Fernando Morote

Felipe Pomar
(1943)
No cabe ninguna duda de que el Perú es tierra de tablistas. Bueno, de surfistas, según el lenguaje de hoy. Pero si vamos a hablar en inglés debemos hacerlo con propiedad: surfer es la expresión correcta.
La tabla es hawaiana porque conectan su origen a la isla ubicada frente a la costa oeste de Estados Unidos, y la ropa de baño se llama bermuda por su similitud con la prenda usada comúnmente en el territorio caribeño del mismo nombre. Pocos asocian la existencia de esta disciplina a la ancestral práctica de nuestras culturas preincaicas, Moche y Chimú, cuyos pescadores cabalgaban el Océano Pacífico trepados en pequeñas embarcaciones, confeccionadas con juncos y sogas, bautizadas por los conquistadores españoles como caballitos de totora.
Los tiempos han cambiado mucho. Cuando empecé, necesitábamos tres personas para cargar las tablas; ahora, que la madera tosca ha sido reemplazada por la espuma sintética, revestida con fibra de vidrio, bastan dos dedos para levantarlas. No se habían adoptado aún los trajes de neopreno ni las múltiples quillas. Tampoco las pitas para el tobillo; si perdía el equilibrio, sólo me quedaba nadar y luchar contra la marea rebelde. No se disponía en esa época de una ayuda mínima; entraba bajo mi propio riesgo, consciente de que sólo dependía de mis brazos, piernas y pulmones para salvar el pellejo si algo grave ocurría.
Por una cuestión de aptitud natural, mi estilo era regular —el pie derecho atrás y el otro adelante—, lo que me permitía maniobrar mejor sobre las crestas que reventaban a mi izquierda. Algunas veces pasaba 8 horas metido en el agua. Esperaba tranquilo, flotando sentado, que la serie llegara. Cuando divisaba la cadena de montañitas ondulando en el horizonte, remaba para ponerme a recaudo, buscando la ubicación precisa de modo que pudiera despegar en un emocionante viaje a la orilla en lugar de terminar revolcado en los corales. En breve reconocía que el tumbo elegido me alzaba en vilo y una sombra inquietante envolvía mi cabeza. Estaba listo. Al final del día el yodo salado me dejaba los ojos ardiendo de dolor.

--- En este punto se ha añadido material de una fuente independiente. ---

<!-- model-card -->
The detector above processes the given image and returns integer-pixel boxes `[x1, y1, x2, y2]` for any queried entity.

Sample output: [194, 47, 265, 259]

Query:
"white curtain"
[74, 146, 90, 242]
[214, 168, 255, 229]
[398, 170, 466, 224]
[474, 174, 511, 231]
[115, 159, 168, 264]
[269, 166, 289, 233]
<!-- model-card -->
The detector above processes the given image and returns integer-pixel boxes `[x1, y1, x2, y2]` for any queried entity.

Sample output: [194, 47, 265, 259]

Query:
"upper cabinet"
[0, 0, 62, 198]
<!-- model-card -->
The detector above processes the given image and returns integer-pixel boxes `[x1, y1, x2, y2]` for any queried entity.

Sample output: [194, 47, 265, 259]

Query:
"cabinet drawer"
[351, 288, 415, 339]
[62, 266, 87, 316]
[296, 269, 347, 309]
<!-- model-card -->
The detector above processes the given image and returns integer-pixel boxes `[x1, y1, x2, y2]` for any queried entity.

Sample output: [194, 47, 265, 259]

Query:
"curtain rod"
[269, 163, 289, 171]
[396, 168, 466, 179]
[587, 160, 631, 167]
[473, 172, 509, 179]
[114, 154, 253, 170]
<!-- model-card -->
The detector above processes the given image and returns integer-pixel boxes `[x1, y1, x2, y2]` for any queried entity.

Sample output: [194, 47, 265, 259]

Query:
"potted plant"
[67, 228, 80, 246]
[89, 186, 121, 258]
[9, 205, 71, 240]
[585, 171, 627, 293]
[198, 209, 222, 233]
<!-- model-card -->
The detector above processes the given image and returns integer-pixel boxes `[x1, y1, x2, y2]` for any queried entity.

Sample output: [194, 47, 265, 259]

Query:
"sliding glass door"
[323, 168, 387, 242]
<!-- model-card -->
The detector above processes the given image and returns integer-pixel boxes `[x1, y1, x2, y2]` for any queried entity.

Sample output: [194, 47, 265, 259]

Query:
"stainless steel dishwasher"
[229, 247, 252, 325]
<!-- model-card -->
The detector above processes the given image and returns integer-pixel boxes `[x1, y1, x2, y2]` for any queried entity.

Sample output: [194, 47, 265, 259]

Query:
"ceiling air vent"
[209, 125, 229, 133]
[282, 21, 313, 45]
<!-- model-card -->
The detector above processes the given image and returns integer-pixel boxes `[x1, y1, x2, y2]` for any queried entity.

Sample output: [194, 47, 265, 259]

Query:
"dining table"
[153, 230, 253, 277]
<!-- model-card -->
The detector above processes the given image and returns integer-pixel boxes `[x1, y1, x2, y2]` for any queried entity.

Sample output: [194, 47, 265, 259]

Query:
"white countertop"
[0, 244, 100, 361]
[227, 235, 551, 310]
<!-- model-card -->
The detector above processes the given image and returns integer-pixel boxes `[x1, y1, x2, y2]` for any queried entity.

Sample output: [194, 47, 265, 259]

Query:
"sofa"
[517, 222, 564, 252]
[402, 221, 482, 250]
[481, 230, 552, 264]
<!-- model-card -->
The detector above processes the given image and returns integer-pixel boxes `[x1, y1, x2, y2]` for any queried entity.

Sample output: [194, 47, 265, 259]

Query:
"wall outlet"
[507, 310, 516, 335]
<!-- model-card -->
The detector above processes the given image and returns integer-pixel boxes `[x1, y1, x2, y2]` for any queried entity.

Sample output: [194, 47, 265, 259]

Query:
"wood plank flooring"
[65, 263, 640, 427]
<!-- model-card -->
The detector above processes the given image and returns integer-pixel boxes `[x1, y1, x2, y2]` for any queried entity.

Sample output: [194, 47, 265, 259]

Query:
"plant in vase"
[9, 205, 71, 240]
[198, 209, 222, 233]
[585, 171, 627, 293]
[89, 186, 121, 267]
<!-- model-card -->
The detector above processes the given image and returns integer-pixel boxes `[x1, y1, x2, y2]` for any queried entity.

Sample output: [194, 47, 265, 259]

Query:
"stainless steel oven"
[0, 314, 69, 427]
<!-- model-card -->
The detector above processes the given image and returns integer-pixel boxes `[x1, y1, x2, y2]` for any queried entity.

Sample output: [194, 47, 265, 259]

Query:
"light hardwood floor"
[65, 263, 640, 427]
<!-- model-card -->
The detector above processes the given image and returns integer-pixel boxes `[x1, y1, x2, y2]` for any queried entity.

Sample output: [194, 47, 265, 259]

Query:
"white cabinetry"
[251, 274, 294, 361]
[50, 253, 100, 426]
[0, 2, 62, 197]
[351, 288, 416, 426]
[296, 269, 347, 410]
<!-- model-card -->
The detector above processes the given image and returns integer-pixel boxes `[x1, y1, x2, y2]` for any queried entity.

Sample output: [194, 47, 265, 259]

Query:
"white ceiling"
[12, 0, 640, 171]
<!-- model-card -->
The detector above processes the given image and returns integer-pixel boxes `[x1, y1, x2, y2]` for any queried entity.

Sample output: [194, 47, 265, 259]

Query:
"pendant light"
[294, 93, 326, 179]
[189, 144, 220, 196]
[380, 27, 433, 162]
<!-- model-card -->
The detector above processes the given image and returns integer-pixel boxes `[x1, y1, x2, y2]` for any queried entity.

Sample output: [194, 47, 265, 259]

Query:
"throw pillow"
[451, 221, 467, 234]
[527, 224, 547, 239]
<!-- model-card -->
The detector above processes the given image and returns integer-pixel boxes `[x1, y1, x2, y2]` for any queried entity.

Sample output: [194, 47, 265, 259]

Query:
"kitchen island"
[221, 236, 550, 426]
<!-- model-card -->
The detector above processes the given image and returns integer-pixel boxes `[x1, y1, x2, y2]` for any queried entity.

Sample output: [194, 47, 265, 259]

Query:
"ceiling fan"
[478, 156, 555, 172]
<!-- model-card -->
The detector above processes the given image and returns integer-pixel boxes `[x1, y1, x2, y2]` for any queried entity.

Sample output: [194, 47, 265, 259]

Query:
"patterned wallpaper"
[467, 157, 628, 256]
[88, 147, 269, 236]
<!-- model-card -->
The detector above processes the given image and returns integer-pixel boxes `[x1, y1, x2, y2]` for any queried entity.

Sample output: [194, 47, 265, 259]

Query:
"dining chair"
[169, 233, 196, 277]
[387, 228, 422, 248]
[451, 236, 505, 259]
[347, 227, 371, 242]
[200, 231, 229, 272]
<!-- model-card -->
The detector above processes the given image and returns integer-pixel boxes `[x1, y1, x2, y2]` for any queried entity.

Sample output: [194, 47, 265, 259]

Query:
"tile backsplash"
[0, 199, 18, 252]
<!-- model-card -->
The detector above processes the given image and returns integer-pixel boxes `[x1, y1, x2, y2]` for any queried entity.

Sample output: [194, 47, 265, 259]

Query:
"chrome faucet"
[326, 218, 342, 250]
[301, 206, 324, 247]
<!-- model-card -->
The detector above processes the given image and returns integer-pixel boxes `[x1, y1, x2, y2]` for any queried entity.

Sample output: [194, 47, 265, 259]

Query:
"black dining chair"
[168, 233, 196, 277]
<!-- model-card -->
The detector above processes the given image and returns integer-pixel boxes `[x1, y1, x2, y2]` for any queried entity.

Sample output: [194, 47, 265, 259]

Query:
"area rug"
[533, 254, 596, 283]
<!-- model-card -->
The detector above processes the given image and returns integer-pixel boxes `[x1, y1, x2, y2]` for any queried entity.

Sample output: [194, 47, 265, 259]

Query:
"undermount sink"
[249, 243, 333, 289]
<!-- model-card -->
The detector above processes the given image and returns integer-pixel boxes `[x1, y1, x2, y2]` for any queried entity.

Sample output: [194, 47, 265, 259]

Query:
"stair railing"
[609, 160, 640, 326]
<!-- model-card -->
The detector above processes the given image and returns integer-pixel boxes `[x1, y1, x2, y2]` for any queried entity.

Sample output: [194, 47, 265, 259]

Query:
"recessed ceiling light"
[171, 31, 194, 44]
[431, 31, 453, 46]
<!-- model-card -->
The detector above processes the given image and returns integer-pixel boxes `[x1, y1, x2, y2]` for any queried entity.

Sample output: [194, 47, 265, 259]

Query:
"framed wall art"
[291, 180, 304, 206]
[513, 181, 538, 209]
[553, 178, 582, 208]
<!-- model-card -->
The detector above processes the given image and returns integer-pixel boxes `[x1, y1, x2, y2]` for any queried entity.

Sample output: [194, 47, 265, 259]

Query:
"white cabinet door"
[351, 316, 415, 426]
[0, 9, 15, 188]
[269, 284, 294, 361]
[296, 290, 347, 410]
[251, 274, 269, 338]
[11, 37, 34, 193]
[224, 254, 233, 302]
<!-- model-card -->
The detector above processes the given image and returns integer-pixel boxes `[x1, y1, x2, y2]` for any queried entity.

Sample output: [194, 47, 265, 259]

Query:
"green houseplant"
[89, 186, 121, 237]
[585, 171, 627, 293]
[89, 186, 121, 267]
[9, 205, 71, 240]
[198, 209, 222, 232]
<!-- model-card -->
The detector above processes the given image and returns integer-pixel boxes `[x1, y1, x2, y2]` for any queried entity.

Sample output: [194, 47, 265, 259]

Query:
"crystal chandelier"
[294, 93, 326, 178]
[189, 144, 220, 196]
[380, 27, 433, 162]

El litoral de Trujillo, pese a la extraordinaria belleza de Chicama, considerada la ola más larga del planeta, con tubos espectaculares, prácticamente perfectos, no me atraía demasiado. Destacaba, ante todo, como domador de bestias gigantes. A despecho de lidiar con paredes imponentes en las playas de Hawaii y California, mi adrenalina se multiplicaba descolgándome, a furiosa velocidad, de los monstruos amenazantes que conformaban las rompientes de Pico Alto y Punta Rocas al sur de Lima.
En 1965 tuve el honor y el privilegio de ser el primer campeón mundial en la historia de este deporte. De hecho, a partir de ese momento, nos establecimos como potencia de surfing a nivel internacional. Sin embargo, para variar, los peruanos caminamos siempre al revés: nos obstinamos por triunfar en aquello que no dominamos y menospreciamos el talento que nos vuelve grandes.
Tras haber ganado el título que me hizo famoso, me contactaron unos empresarios de Hollywood que querían explotar mi imagen. Entonces era un joven guapo y fornido; me prometieron éxito asegurado con las chicas. Yo les dije “no, gracias”. Con la pinta que me manejaba, ya lo disfrutaba. No me interesaba salir en las películas para tener variedad de aventuras sexuales.
La gente piensa que pituco y surfer son sinónimos de superficial y juerguero. Falla garrafal: no fumo ni tomo desde los 19 años. Aunque no puedo garantizar que dirijo mi comportamiento en torno a la espiritualidad, sigo un régimen saludable de alimentación y una filosofía de vida guiados por enseñanzas milenarias.
Lo que sí pedí, con intensa devoción, fueron nervios de acero para conservar la calma cuando me atreví a desafiar esa cumbre brutal del tamaño de un edificio, tipo almacén de doble planta, provocada por el tsunami que sucedió al terremoto de 1974, y que por un instante me llevó a sospechar que moriría en mi ley si no desaprovechaba la oportunidad de deslizarme encima de ella.